23 March 2011

One remaining absolute

"Many terrorists are nihilists, who wish to vent their disappointment by destroying the sham society by which they are surrounded. ... But nihilism is the other side of religion: it is the disappointed howl of the believer on discovering that God is dead. The true nihilist is incapable of settling for the world of compromise, toleration, and secular loyalties that the rest of us enjoy, since it is a world deprived of absolutes. The death of God leaves only one remaining absolute, which is Nothingness. The duty to annihilate is the last remaining glimpse of the transcendental in the heart of the one who has lost all belief in it and who cannot live with the loss. ...
 "Globalization  has plunged the Islamic world into crisis by offering the spectacle of a secular society maintained in being by man-made laws, and achieving equilibrium without the aid of God.

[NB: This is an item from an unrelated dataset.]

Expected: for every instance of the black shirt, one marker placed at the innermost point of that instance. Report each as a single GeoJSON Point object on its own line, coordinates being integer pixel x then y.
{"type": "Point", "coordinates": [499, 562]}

It has also obliterated many of the customs and ways of life of the Muslim people, extinguishing ancient pastoral traditions and replacing them with a phony and humiliating economy of pure consumption, fed not by labor but by oil. At the same time it has re-awakened the age-old nostalgia for a reign of goodness, in which those who corrupted the Prophet's community will be finally destroyed, and the true order of shari'a established on earth. The resulting psychological mixture is explosive, and is bound to prompt young Muslims to express their discontent with the regimes that govern them, with the global economy that finances those regimes, and with the impious way of life that is intruding everywhere into the dar al-islam." (The West and the Rest: Globalization and the Terrorist Threat, Roger Scruton, 2002; page  157-8).